Google map nous facilitera la tâche afin d’affiner le lieu que nous cherchons.
Nous souhaitons faire une boucle afin de ne pas passer 2 fois au même endroit et commençons à marcher directement depuis Sincan en direction de Yenikent.
Nous arrivons au milieu de nulle part et passerons un poste de sécurité avant de continuer notre marche dans un petit village en longeant la voie ferrée.
Quelques photos plus loin mais également quelques mètres plus loin, le chemin semble s’arrêter. Un vigile arrive en voiture. Il ne parle pas Anglais et il téléphone à un collègue. Nous souhaitons aller à un lac afin de pic niquer, mais ils ne souhaitent pas que nous nous y rendions. “No Exit”, “No lake” etc… Un dialogue de sourd s’installe pendant près d’une heure. Sur notre carte, un lac est bien présent, mais ils nous disent qu’il n’existe pas. Ensuite ils nous proposent de nous y accompagner. Bref ce comportement nous semble suspect…
Ils finirons par nous escorter à une station de minibus un peu avant Yenikent. Nous comprenons que nous ne sommes pas libre de nous rendre où bon nous semble et nous changeons nos plans. Nous ferons un aller retour à Stanoze sans faire de boucle.
Le chemin est entouré de terrain militaire et nous commençons à douter de la possibilité de nous rendre là bas jusqu’à ce que nous tombions sur une route au sud de la d140 qui part dans la bonne direction.
Nous continuons notre marche sur cette route jusqu’à ce que nous tombions sur une rivière et un pont.

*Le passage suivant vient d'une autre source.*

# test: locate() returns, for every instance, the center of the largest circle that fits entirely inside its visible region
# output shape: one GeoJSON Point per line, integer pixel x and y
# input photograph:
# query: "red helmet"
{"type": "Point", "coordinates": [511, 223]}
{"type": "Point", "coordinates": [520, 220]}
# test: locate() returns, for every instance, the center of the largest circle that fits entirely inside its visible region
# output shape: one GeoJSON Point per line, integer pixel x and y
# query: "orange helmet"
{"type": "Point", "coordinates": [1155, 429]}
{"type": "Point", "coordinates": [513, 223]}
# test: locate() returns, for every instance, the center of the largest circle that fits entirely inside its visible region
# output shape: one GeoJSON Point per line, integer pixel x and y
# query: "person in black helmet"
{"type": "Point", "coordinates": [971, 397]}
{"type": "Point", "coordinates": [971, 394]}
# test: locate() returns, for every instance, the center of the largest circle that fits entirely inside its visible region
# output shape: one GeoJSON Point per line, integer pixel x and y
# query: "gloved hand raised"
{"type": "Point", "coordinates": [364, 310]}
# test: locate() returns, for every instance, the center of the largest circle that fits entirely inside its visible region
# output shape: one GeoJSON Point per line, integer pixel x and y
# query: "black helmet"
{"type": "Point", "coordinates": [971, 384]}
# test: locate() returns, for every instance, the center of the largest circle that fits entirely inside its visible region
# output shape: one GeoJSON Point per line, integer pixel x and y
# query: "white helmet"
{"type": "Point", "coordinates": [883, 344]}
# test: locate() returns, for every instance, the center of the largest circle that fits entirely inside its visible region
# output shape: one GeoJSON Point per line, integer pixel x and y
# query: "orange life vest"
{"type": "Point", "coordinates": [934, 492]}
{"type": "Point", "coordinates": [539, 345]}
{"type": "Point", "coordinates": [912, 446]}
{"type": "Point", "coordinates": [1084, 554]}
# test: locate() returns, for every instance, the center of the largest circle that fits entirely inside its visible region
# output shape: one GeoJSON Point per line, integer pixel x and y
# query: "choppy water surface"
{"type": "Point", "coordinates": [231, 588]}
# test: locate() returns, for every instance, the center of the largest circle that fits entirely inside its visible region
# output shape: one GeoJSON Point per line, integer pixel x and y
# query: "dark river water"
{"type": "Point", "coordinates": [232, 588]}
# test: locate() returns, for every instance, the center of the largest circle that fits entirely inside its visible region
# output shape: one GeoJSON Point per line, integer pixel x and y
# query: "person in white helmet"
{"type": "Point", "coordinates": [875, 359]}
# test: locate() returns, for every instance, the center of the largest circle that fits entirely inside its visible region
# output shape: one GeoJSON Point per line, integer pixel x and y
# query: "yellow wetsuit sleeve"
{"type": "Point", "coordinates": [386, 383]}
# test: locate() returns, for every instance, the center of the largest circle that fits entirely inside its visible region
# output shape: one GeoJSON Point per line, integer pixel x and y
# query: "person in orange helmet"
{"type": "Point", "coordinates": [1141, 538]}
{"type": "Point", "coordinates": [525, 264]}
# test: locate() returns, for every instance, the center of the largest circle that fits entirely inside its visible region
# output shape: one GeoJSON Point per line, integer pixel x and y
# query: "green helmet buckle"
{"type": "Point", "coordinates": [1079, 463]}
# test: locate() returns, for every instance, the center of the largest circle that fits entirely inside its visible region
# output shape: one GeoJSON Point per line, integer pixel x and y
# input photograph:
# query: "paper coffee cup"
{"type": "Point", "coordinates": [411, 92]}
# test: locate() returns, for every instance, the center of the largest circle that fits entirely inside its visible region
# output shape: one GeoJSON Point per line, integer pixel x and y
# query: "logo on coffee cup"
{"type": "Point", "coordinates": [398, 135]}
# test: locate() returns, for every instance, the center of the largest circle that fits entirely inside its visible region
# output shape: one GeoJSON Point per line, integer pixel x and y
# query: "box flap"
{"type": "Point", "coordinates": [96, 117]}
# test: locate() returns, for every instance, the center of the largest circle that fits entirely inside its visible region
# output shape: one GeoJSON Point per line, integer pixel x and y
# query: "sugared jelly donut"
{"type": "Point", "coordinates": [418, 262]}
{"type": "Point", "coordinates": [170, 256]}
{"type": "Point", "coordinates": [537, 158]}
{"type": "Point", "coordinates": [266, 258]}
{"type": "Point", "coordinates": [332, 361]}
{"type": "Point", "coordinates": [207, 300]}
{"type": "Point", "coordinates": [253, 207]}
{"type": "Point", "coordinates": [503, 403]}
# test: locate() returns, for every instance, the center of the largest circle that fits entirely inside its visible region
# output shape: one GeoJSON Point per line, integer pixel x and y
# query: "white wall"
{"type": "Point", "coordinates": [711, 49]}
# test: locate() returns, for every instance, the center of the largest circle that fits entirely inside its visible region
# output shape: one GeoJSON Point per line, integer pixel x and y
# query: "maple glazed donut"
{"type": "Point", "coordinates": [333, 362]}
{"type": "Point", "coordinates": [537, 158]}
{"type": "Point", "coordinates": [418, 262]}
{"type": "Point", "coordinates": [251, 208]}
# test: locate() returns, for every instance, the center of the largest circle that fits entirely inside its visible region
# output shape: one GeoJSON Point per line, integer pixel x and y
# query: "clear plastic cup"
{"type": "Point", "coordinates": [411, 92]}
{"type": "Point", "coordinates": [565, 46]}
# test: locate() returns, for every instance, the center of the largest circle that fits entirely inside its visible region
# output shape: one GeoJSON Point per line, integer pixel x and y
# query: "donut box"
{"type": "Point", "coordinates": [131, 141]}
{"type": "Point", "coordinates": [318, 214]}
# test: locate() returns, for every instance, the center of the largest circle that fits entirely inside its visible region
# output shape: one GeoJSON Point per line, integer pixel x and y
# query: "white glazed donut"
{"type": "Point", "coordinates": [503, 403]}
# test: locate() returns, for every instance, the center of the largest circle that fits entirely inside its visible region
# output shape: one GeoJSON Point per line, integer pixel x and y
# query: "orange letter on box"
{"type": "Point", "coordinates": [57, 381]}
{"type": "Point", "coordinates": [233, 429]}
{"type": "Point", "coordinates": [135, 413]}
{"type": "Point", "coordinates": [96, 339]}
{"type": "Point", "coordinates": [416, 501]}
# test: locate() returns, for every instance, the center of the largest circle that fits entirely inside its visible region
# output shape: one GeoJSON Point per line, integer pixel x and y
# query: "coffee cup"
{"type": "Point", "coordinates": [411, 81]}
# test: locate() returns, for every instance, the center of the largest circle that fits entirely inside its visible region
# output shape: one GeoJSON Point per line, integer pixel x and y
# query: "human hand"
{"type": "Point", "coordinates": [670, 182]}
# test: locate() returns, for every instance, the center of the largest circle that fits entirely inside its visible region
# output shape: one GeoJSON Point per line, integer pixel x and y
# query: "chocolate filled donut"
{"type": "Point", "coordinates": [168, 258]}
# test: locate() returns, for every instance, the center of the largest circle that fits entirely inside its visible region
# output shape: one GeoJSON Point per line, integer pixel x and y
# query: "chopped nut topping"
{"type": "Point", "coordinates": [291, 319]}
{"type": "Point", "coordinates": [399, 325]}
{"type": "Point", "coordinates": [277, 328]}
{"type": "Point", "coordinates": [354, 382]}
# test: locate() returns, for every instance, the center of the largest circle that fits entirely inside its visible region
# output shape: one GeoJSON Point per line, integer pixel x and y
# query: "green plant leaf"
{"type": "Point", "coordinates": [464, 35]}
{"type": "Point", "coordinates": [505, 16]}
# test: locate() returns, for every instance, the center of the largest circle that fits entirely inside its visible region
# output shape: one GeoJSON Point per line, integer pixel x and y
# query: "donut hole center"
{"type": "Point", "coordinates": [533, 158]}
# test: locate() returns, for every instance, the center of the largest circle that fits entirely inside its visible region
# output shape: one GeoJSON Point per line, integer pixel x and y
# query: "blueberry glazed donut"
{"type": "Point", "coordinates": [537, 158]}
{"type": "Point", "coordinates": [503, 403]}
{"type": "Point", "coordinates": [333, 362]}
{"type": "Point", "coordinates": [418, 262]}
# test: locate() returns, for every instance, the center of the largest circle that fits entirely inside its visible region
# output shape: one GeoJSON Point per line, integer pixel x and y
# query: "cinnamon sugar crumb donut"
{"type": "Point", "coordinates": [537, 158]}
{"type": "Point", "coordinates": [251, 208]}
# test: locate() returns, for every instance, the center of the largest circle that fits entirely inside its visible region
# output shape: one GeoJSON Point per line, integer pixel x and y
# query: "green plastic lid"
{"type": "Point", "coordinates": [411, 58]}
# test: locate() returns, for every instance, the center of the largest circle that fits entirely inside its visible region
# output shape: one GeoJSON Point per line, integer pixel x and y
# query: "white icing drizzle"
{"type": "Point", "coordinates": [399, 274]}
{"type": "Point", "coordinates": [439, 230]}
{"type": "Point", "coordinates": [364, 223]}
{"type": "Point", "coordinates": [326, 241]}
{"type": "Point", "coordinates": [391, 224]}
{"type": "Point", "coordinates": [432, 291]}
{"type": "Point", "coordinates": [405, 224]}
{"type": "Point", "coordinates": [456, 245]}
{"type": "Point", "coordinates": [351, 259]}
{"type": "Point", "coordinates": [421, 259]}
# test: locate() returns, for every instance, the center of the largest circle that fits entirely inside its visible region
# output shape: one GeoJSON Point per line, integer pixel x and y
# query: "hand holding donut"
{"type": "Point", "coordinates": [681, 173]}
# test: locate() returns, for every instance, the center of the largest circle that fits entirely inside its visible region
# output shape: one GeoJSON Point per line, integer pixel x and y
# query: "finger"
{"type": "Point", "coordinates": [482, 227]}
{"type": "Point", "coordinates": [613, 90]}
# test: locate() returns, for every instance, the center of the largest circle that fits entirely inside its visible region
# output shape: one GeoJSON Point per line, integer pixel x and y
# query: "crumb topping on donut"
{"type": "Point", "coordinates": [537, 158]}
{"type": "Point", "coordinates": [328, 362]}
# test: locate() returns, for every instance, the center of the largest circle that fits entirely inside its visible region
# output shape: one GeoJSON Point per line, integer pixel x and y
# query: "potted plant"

Nous sommes dans la bonne direction, mais un sentiment étrange se fait sentir. Il n’y a personne, vraiment rien et pourtant nous ne sommes pas tranquille. Peut-être est-ce la mésaventure des gardes, peut-être les chasseurs au loin dans la montagne, ou tout simplement l’atmosphère et l’histoire de ce lieu.
Nous décidons de prendre un chemin plutôt que le bitume pour l’aller.
Pensant que nous sommes peut être arrivé, nous déjeunons au bord de la rivière.
Après manger, nous continuons un peu le chemin jusqu’à ce qu’il s’arrête.
Nous devons descendre et traverser la rivière. Un vieux monsieur en contre bas nous indique que nous pouvons passer.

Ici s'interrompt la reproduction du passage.